Le syndrôme narcissiste pèse aussi sur l'Etat, sur les représentations que s'en font les Russes et sur son fonctionnement quotidien. Dans la Rouss des origines, prékievienne ou kiévienne, l'Etat ou ce qui en tenait lieu reposait sur un contrat librement débattu, le ryad  : les clans ou les guildes faisaient appel, quand le besoin s'en faisait sentir, en cas d'anarchie, de conflit, d'invasion, à un chef ou prince , le kniaz  , capable d'entretenir en permanence un groupe de combattants, sa droujina  . L'Alexandre Nevski de Sergueï Eisenstein (dont le script, dit-on, a été revu par Staline en personne), relate un tel événement. Menacée par les Chevaliers Porte-Glaives, la Noble République de Novgorod se tourne vers le preux et sagace Alexandre, prince de Vladimir, qui a déjà guerroyé pour elle quelques années plus tôt. Il accepte, mais exige une obéissance absolue tant que durera la campagne. L'épisode se situe au milieu du XIIIe siècle, tout-à-fait à la fin de l'époque considérée. En fait, les Roussiens ou proto-Roussiens avaient généralement recruté auparavant des princes et des guerriers étrangers, plus compétents parce que plus spécialisés, et moins dangereux à terme pour leurs libertés parce qu'étrangers. Le cas le plus célèbre, à cet égard, est celui du clan ruride, des condottiere  varègues, venus de Suède, qui après avoir été engagés par Novgorod au IXe siècle s'étaient  peu à peu imposés, en descendant le Dniepr, à tous les peuples slaves de la région, et avaient créé, en se convertissant au christianisme grec-orthodoxe, la Kievskaya Rouss.

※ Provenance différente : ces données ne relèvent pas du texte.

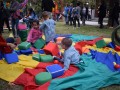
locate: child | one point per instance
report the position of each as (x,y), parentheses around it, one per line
(48,27)
(34,33)
(71,55)
(5,47)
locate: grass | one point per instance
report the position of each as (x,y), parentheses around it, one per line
(66,29)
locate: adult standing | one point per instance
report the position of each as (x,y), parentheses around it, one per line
(6,15)
(30,17)
(102,13)
(15,16)
(48,5)
(1,16)
(115,14)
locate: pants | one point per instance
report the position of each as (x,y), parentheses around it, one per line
(116,20)
(1,25)
(70,20)
(6,20)
(101,22)
(15,27)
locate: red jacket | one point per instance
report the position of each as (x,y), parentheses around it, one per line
(3,46)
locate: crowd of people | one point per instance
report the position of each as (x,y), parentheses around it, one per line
(72,14)
(75,13)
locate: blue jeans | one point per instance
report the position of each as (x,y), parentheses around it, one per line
(15,29)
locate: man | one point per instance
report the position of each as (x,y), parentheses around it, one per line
(102,13)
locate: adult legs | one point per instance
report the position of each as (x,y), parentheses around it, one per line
(101,22)
(15,27)
(1,26)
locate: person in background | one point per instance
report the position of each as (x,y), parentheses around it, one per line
(83,14)
(48,27)
(6,15)
(15,16)
(76,15)
(115,14)
(47,5)
(70,18)
(65,13)
(101,13)
(34,33)
(30,17)
(1,17)
(6,47)
(70,56)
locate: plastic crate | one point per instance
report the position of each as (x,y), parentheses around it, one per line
(55,70)
(24,45)
(11,58)
(26,52)
(42,78)
(46,58)
(36,57)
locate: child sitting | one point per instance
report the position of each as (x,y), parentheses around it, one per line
(5,47)
(70,56)
(34,33)
(48,27)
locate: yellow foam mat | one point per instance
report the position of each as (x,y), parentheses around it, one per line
(10,72)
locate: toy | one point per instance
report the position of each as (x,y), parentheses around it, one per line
(116,66)
(55,70)
(56,62)
(42,78)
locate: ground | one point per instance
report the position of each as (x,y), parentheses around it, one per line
(66,29)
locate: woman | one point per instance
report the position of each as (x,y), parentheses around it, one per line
(30,17)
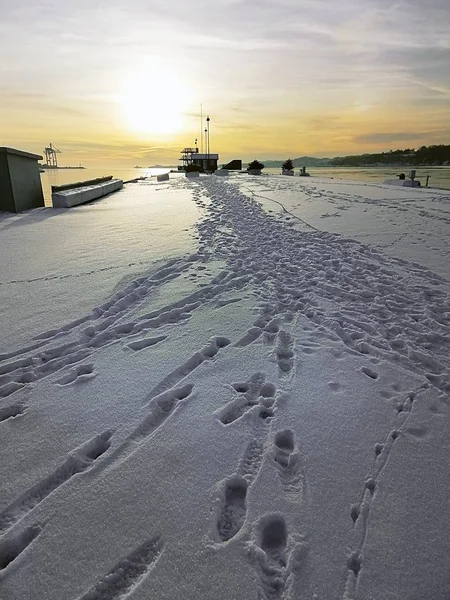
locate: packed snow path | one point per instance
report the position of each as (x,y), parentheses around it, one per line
(278,429)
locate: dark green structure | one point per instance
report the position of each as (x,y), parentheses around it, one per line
(20,181)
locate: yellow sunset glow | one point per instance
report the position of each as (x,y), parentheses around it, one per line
(154,101)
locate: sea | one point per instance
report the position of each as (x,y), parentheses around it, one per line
(439,177)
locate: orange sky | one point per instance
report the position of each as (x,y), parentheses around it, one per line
(109,84)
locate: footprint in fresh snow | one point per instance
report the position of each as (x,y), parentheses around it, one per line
(369,373)
(288,463)
(285,352)
(271,557)
(12,411)
(233,510)
(256,391)
(12,548)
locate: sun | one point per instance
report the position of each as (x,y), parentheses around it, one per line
(154,101)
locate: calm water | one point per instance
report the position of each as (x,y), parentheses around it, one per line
(439,176)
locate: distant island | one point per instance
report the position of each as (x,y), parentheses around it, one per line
(301,161)
(431,156)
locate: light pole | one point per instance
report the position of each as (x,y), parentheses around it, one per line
(207,140)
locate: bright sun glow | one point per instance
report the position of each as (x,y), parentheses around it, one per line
(154,100)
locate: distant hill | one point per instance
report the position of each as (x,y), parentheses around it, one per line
(425,155)
(301,161)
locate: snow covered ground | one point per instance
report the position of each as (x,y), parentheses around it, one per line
(227,389)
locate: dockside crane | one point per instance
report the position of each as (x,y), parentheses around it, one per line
(50,156)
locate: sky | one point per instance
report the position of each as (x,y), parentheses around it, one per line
(126,82)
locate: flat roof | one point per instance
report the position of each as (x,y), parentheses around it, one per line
(5,150)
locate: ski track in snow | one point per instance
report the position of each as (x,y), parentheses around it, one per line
(384,309)
(12,547)
(78,461)
(360,510)
(128,573)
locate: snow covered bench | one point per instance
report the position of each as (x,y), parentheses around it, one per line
(80,195)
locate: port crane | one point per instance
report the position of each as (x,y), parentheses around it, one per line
(50,156)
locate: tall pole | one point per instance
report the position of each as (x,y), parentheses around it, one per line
(201,128)
(207,141)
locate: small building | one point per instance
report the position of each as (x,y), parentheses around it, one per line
(234,165)
(192,159)
(20,180)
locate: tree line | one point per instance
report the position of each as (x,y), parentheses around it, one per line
(425,155)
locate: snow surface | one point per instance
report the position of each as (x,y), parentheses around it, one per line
(227,388)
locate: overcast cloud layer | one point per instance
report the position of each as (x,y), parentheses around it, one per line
(285,77)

Mais dans la Rouss moscovite, il ne reste plus rien de ces relations de relative égalité et de relative rationalité entre les corps sociaux et politiques. L'Etat et le peuple forment un couple sadien : imbriqués l'un dans l'autre mais étrangers l'un à l'autre, domination absolue contre soumission absolue, rage d'agir contre fatalisme, rêve de transformation radicale du monde contre rêve de fusion totale avec le monde, ou d'évasion hors du monde. Là encore, cette culture se maintient, s'approfondit, alors même que la Moscovie redevient Rouss tout court, entre le XVe et le XVIIe siècle, puis se transforme, à partir du début du XVIIIe siècle, en Russie impériale ; alors même qu'elle déborde de son site d'origine, forestier et infra-arctique, pour absorber ou réabsorber des espaces de steppes continentales ou de plaines tempérées ; alors même que les difficultés liées à la distance, d'abord aussi réellees que les difficultées liées au climat, sont maîtrisées par la mise en place d'un réseau routier, de chemins de fer, de lignes aériennes, de liaisons postales, télégraphiques, téléphoniques. Elle perdure quand l'Etat, recourant tour à tour des méthodes byzantines, tatares, italiennes, allemandes, s'affermit et se ramifie. Elle subsiste quand il s'installe au milieu du peuple pour le quadriller, et multiplie kremlins ou loubiankas au coeur des agglomérations, quand il impose une religion officielle et même une culture officielle, quand il multiplie ses soldats, ses policiers et ses fonctionnaires.  La   « scène capitale » grand-russienne puis russe, toujours au sens analytique du terme, fut et reste - à l'aube du XXIe siècle - la « descente » du tsar ou de son représentant, le raid où il inspecte ses sujets, constate qu'ils ne se conforment nullement aux normes et aux lois qu'il a édictés, les accuse de trahir, de « saboter » ses grands desseins, les rudoie, les juge, les morigène, leur arrache confession ou repentir, fait tomber des têtes et distribue de nouvelles tâches, puis disparaît : scène éternelle, sans cesse recommencée, tantôt sur le mode de l'épouvante, avec Ivan le Terrible, Pierre le Grand, Lénine et Staline, tantôt sur celui de la comédie, avec le Revizor de Gogol ou les foucades de Boris Eltsine.


 

Autocratie

L'Etat narcissiste russe, curieusement, se définit d'ailleurs comme tel : ses juristes et ses théologiens, empruntant et dévoyant un terme byzantin, le qualifient d'autocratie  (avktokratsia), de pouvoir né de lui-même et ne rendant compte qu'à lui-même. L'Etat est la Russie ; et cet Etat est un homme, un Narcisse unique, divin ou quasi-divin (tchiéloviekom Boguy podobayoum), le tsar, Oint de Dieu, Dieu sur la Terre (zyemnomou Bogou), tour à tour Père Terrible et Fils Miséricordieux, mais aussi, puisqu'il est la Russie tout entière, bourreau et martyr, Grand Inquisiteur et victime consentante. « Le tsar est l'idéal du peuple russe... une sorte de Christ russe », reconnaît, au XIXe siècle,  le révolutionnaire Michel Bakounine. « La Russie est tsariste », résumera Staline à sa manière, cent ans plus tard : « Le peuple russe est habitué à avoir un seul homme au-dessus  de lui ». « Au-dessus de lui », et non pas « à sa tête  ». Parfois, le tsar-Dieu-Etat-nation se dédouble : Alain Besançon, dans le Tsarévitch immolé, note que l'idée d'une « sainte patrie russe », Svataya Rouss, maternelle et pure, apparaît sous Ivan le Terrible, le plus paternel et le plus infernal des tsars. Mais ce ne sont là qu' hypostases, jeux de miroirs...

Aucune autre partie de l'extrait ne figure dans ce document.